Did children go to school?
Yes, children did go to school though some schools moved from towns to the country. As well as ordinary lessons children learned air raid drills, leaving classrooms when the sirens sounded to go to air raid shelters.
To raise money for the 'war effort', schools started 'Spitfire Funds' and National Savings Groups. More than 6,000 school savings groups started in 1940. Children saved money each week. Many schools gave children free milk, and there were school dinners too, for a small charge.
Some things stayed the same - exams!
Did children have toys?
Because many toy factories were now making guns or plane parts or other war equipment, there was a shortage of new toys. Children swapped old toys at 'toy-exchanges'. Many wartime toys were made of paper or card, because rubber, plastics, wood and metal were needed for the war.
Lots of toys had a war theme. There were toy planes, toy tanks and toy battleships to float in the bath, There were books such as the 'ABC of Aeroplane Spotting', card games with pictures of soldiers and sailors, and a darts game with a picture of Hitler as the bullseye to throw at!

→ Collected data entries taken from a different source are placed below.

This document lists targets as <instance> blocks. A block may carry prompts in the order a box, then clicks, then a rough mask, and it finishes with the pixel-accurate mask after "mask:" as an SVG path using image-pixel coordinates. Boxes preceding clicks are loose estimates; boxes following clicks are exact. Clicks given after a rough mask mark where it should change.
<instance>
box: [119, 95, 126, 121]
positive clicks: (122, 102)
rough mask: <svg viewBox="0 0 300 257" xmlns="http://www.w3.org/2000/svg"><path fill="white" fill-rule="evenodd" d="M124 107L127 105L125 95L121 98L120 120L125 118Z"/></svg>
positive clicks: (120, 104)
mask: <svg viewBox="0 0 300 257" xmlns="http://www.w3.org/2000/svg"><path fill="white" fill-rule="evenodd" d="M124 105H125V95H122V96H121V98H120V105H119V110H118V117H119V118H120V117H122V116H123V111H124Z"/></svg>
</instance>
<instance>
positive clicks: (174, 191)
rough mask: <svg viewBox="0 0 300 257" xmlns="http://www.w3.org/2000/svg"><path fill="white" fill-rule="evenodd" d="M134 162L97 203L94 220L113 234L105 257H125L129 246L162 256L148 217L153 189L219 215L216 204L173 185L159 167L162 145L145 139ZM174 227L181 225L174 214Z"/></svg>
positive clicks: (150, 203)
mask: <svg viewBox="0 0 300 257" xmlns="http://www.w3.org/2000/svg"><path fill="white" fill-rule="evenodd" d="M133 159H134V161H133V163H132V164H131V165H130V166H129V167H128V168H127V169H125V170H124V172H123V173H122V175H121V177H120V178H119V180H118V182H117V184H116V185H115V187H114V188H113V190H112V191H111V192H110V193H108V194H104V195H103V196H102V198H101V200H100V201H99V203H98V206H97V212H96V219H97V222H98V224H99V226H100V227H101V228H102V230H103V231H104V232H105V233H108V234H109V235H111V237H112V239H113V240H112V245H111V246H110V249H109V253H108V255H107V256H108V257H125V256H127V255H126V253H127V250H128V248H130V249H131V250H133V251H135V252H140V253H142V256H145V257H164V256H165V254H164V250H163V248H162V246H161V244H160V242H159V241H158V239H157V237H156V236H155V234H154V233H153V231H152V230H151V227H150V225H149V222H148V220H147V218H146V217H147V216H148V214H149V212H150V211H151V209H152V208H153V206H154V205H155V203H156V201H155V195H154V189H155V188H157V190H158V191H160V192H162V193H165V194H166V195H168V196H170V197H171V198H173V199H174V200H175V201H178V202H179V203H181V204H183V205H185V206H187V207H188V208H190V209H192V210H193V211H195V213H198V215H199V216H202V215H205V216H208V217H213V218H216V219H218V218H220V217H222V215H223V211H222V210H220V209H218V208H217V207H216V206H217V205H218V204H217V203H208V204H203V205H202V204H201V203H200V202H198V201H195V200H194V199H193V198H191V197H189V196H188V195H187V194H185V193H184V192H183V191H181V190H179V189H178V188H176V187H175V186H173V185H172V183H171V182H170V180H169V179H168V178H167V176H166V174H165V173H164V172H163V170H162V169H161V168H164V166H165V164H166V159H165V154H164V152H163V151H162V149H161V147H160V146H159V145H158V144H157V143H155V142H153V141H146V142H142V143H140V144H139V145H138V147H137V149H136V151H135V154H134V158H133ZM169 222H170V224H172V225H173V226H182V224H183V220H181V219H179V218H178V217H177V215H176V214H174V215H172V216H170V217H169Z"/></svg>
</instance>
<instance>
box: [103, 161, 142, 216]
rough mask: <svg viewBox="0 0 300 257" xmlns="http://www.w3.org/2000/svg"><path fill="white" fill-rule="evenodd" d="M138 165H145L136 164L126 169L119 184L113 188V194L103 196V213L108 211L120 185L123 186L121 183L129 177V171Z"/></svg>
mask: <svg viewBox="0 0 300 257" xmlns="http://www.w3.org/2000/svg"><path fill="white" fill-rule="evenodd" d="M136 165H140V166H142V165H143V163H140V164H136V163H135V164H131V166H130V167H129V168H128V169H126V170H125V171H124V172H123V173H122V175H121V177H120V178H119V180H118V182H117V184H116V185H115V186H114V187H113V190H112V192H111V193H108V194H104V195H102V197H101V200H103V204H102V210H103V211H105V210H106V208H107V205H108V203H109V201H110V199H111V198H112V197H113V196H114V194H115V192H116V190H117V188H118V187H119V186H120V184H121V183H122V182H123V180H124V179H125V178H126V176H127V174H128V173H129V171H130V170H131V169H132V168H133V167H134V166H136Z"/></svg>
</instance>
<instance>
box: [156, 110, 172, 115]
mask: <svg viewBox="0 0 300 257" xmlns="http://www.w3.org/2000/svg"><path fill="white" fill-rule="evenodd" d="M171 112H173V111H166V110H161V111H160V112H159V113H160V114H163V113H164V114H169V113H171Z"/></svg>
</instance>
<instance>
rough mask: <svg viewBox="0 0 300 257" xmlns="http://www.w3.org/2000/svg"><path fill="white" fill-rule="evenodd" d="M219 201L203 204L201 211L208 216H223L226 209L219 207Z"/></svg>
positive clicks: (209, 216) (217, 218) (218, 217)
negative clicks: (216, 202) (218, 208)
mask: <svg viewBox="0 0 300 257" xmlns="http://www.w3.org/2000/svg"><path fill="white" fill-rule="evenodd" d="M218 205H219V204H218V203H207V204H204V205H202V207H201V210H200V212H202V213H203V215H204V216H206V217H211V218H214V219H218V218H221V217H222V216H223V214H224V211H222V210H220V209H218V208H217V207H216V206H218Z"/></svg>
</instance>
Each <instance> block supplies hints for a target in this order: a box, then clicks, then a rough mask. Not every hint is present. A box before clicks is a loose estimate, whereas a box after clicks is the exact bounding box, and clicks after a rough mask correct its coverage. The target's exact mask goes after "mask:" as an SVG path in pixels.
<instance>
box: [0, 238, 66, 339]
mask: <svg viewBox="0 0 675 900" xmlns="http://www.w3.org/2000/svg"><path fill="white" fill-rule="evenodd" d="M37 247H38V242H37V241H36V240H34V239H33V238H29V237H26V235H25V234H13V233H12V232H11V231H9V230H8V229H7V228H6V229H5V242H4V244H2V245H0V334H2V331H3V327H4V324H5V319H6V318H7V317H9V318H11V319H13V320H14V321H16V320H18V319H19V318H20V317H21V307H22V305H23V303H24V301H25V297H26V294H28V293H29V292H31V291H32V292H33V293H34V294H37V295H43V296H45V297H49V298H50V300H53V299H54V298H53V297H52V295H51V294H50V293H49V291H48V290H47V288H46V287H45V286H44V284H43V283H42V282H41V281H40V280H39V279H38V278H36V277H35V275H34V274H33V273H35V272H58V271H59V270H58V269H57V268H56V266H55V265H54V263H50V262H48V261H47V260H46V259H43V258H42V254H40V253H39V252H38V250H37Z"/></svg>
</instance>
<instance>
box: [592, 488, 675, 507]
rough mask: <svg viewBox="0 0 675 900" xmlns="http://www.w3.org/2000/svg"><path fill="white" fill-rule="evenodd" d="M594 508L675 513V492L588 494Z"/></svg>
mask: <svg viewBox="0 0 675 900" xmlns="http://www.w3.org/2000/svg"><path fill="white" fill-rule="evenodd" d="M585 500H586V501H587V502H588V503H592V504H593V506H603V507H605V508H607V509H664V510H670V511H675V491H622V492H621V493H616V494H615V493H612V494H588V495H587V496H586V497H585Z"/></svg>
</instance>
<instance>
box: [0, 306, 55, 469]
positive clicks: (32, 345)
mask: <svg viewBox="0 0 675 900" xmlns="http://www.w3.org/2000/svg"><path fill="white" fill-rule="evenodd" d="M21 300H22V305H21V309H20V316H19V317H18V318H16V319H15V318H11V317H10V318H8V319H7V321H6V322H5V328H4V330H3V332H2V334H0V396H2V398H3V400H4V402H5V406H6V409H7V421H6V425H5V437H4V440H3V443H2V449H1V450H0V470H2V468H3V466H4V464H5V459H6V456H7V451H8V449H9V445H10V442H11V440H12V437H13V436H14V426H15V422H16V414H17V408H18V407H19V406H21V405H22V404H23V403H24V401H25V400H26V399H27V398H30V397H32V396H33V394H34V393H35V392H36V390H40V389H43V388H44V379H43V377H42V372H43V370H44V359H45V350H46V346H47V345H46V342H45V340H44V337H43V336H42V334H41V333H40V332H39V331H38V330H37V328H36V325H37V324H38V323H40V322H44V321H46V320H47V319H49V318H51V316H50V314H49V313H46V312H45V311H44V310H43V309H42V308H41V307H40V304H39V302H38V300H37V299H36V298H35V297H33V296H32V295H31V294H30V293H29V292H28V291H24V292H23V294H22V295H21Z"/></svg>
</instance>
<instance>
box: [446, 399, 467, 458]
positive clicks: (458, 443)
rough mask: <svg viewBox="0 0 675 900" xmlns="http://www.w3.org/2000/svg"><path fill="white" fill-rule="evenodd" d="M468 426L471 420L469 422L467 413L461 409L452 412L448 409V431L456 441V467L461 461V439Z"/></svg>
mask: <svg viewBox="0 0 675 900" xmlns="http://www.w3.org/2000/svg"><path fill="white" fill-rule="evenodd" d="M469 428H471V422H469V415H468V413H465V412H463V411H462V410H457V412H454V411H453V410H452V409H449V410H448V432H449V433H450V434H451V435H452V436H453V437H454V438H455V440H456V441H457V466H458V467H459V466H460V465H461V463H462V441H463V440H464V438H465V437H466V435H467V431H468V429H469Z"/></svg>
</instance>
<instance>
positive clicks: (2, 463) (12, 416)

Did children have to fight?
Not in Britain. Most children left school at 14 (in 1944 the school leaving age was raised to 15). From school, most young people went to work. Only a few went to university. You could join the Forces at 16. At 18 most young people knew they would be 'called up' (conscripted) for the Forces or for war work in factories, farms or coal mines.
In 1945 German boys as young as 10 and 11 took part in fighting during the last weeks of the war.
At home, children listened to the radio. For many, their favourite programme was the teatime 'Children's Hour'. Children listened to music and comedy shows too, though perhaps not to the 'Radio Doctor' telling people how to stay healthy.
People played records on a gramophone. Records in those days were black shiny discs, easily broken. At the cinema ('the pictures') you usually saw two films, plus a cartoon and a news film. There were Saturday morning film clubs for children.